Tree Patterns Everywhere

Introduction

Open a PostgreSQL table with a million rows and query for a single value. PostgreSQL finds it in under a millisecond. Not because it scanned all million rows — because it maintained a sorted tree of keys on disk, and each comparison eliminates half the remaining candidates.

Open a directory with 100,000 files and look up a filename. The operating system finds it in microseconds. Not by scanning — by traversing a tree structure that organises filenames by their position in a sorted order.

Parse a Python expression and evaluate it. The interpreter builds a tree of nodes, traverses it in post-order, and evaluates each node as it goes.

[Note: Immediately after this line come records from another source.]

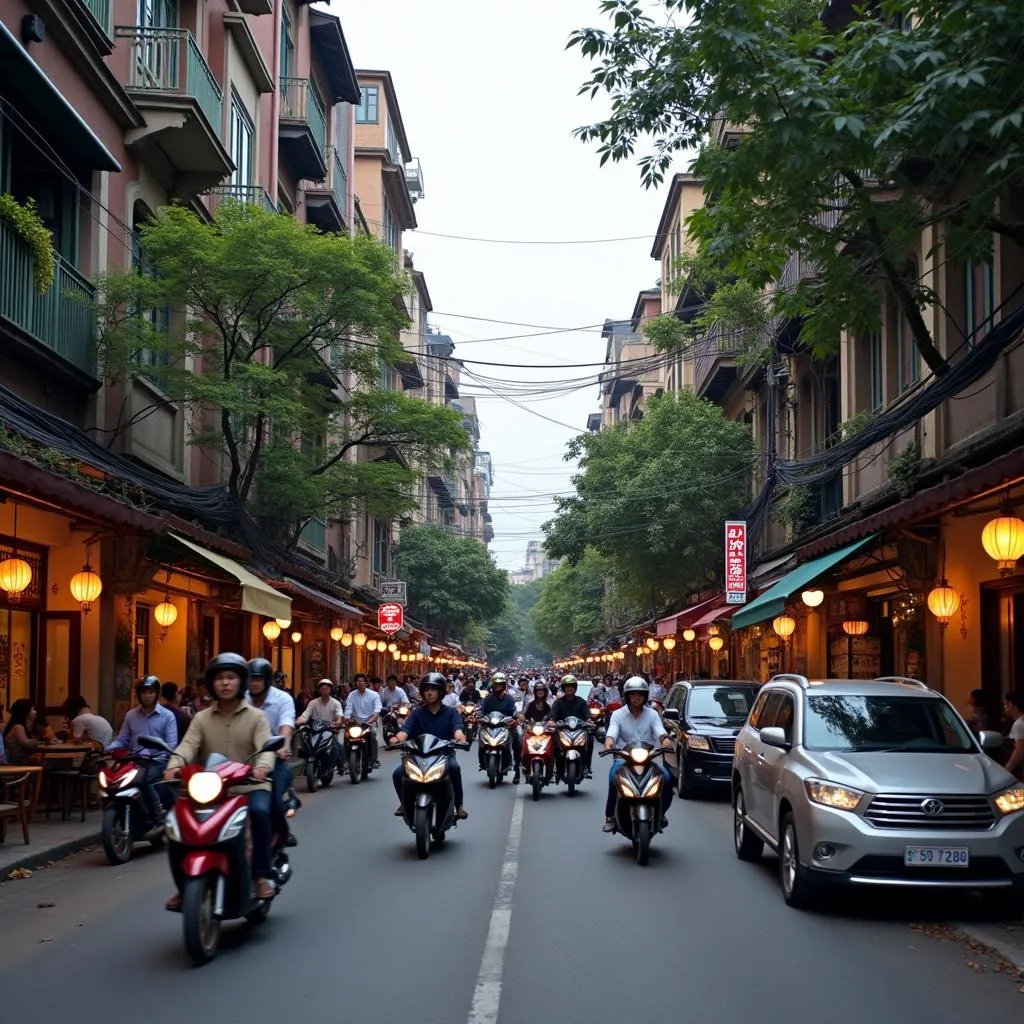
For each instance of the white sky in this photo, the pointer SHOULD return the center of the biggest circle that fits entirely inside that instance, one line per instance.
(488, 97)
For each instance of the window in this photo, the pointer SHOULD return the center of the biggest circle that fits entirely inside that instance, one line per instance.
(876, 365)
(242, 143)
(979, 300)
(368, 112)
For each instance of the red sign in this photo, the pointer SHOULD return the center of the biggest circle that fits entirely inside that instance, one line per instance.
(735, 562)
(390, 617)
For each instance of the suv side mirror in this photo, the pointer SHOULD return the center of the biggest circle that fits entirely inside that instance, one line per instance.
(990, 739)
(774, 736)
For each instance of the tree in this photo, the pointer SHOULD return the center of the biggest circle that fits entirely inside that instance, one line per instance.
(279, 363)
(452, 581)
(838, 112)
(651, 497)
(570, 609)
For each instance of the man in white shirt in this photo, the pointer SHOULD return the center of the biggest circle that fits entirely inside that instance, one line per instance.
(364, 708)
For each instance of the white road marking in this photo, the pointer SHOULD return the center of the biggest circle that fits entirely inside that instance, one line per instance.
(487, 994)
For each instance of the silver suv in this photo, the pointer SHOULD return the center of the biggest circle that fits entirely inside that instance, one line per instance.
(873, 783)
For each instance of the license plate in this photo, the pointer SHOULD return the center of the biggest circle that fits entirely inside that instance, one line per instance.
(936, 856)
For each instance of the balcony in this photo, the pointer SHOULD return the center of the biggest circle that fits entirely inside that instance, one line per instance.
(176, 92)
(716, 358)
(60, 321)
(327, 199)
(254, 195)
(302, 129)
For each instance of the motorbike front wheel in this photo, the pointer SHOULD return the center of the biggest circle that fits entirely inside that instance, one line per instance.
(643, 843)
(202, 929)
(421, 825)
(117, 835)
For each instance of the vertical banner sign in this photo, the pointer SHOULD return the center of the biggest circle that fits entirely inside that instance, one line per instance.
(735, 562)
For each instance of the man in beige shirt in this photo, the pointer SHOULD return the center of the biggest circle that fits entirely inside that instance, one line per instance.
(237, 730)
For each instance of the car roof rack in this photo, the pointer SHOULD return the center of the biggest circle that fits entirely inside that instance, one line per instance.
(792, 677)
(908, 680)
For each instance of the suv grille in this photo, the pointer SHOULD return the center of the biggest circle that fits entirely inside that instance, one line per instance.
(956, 814)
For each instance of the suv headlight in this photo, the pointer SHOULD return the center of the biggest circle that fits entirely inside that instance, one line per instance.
(1011, 801)
(829, 795)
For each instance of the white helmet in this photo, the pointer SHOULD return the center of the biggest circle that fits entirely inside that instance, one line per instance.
(636, 684)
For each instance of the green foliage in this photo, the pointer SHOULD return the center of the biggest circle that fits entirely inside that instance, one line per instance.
(651, 497)
(27, 225)
(570, 607)
(832, 117)
(280, 365)
(452, 581)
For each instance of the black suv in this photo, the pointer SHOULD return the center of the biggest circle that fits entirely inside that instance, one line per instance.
(705, 717)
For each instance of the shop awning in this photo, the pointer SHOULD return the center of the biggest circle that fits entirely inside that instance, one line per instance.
(680, 620)
(326, 601)
(257, 597)
(772, 601)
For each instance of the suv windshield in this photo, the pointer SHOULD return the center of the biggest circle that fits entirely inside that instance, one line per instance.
(721, 701)
(841, 722)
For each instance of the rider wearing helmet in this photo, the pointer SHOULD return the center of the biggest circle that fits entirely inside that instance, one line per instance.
(280, 711)
(148, 719)
(238, 731)
(635, 724)
(434, 719)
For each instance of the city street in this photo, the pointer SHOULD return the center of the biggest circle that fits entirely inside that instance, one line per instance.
(366, 931)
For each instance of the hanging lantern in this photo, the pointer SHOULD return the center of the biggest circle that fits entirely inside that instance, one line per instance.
(784, 626)
(1003, 540)
(86, 587)
(943, 602)
(15, 574)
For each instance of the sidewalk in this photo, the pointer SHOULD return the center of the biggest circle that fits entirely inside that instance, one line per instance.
(53, 839)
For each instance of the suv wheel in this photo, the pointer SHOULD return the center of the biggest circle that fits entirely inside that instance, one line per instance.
(747, 844)
(797, 891)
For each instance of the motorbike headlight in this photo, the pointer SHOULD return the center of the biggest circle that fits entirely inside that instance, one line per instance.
(1011, 800)
(205, 786)
(843, 798)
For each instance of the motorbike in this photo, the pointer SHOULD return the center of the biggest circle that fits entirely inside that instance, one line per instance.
(572, 736)
(321, 748)
(539, 756)
(427, 797)
(496, 745)
(126, 818)
(638, 805)
(209, 850)
(357, 756)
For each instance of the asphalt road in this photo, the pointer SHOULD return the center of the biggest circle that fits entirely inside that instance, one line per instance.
(365, 931)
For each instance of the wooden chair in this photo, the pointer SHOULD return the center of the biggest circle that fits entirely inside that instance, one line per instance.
(16, 805)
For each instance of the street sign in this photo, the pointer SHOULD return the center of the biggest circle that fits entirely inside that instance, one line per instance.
(735, 562)
(393, 590)
(390, 617)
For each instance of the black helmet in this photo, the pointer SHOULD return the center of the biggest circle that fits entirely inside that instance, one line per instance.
(146, 683)
(260, 668)
(434, 679)
(231, 663)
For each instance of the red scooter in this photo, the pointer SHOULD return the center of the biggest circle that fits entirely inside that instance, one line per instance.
(210, 846)
(538, 756)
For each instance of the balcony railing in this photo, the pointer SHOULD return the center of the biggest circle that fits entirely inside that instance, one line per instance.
(299, 102)
(61, 318)
(256, 195)
(169, 60)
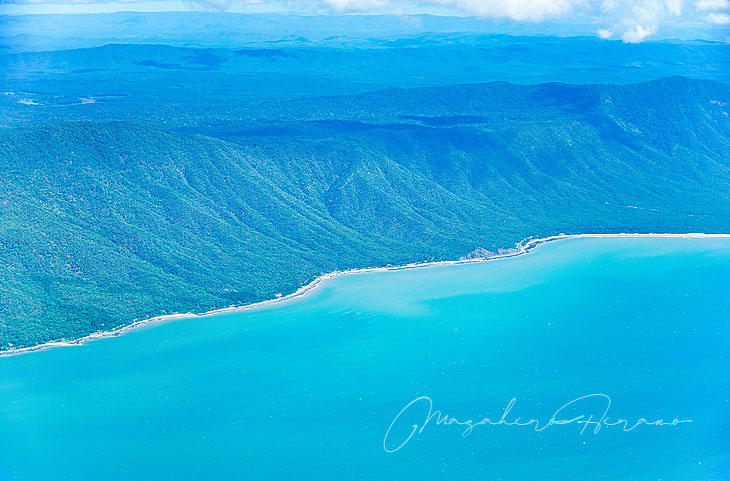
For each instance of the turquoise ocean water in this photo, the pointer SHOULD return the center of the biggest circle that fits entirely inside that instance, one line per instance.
(308, 389)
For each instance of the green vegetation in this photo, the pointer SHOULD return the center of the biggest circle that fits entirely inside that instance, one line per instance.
(107, 222)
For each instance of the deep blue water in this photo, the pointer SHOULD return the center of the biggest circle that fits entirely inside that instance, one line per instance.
(308, 389)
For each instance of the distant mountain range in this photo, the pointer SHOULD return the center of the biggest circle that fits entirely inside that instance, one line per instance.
(104, 222)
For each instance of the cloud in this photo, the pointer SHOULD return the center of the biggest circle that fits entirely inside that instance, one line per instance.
(719, 18)
(630, 20)
(521, 10)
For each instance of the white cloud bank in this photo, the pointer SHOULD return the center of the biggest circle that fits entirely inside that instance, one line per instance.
(629, 20)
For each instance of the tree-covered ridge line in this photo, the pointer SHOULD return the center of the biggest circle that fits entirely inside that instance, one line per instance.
(103, 223)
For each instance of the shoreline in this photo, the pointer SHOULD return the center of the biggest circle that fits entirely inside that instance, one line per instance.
(523, 247)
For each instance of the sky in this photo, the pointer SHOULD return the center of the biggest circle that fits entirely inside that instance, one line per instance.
(630, 21)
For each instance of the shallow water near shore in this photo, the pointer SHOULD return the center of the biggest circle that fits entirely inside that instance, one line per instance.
(308, 389)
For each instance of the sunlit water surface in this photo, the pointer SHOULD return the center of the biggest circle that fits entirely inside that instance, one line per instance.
(308, 389)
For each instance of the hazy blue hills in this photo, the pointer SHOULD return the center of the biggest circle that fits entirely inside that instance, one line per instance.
(216, 29)
(105, 222)
(176, 86)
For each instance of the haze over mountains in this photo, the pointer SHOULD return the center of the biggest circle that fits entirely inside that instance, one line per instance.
(143, 179)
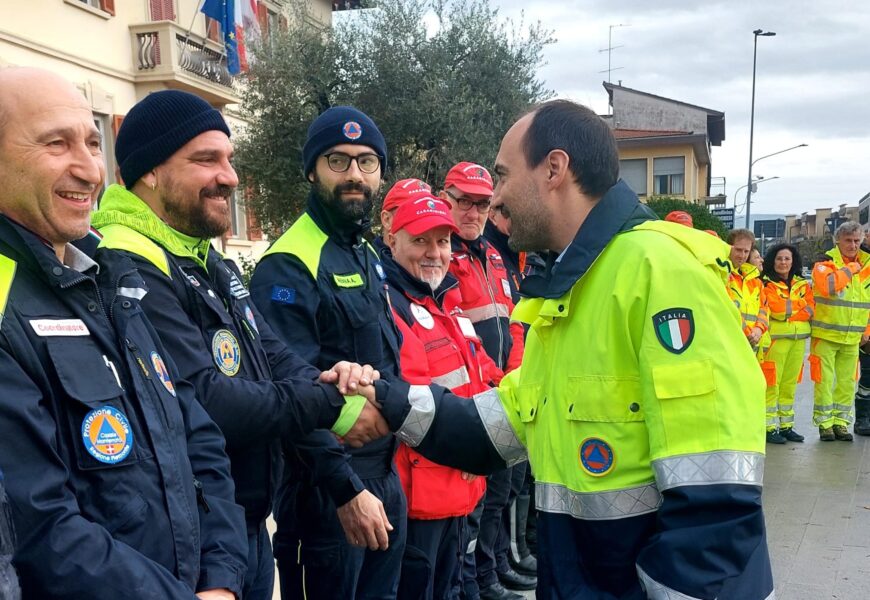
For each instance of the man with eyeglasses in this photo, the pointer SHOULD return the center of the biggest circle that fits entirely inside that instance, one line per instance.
(486, 300)
(323, 290)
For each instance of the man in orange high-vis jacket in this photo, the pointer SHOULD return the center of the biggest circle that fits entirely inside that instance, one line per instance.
(839, 326)
(744, 287)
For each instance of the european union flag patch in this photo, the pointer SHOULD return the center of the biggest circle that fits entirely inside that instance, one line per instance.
(283, 295)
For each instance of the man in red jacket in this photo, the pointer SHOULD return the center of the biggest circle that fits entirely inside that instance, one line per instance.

Three different domains. Three different systems. One structure: a tree. The specific variant — B-tree, directory tree, parse tree — differs by the constraints of the storage medium. The traversal logic is the same in all three.

Thread Activation

In Book 1, you built binary search trees (Ch 25) and saw why B-trees minimise disk reads (Ch 26). The core insight of Ch 26: a disk read has a fixed cost regardless of how much data you read within a page boundary. A B-tree node is sized to match a disk page, so each level of the tree costs exactly one disk read.

This chapter traces Thread 2 (Trees) into three production systems. In each case, the specific tree variant is determined by the same analysis: what are the constraints of the storage medium, and what tree structure matches those constraints? The thread continues in Book 3, Ch 9, where B-tree indexes become the foundation of query optimisation.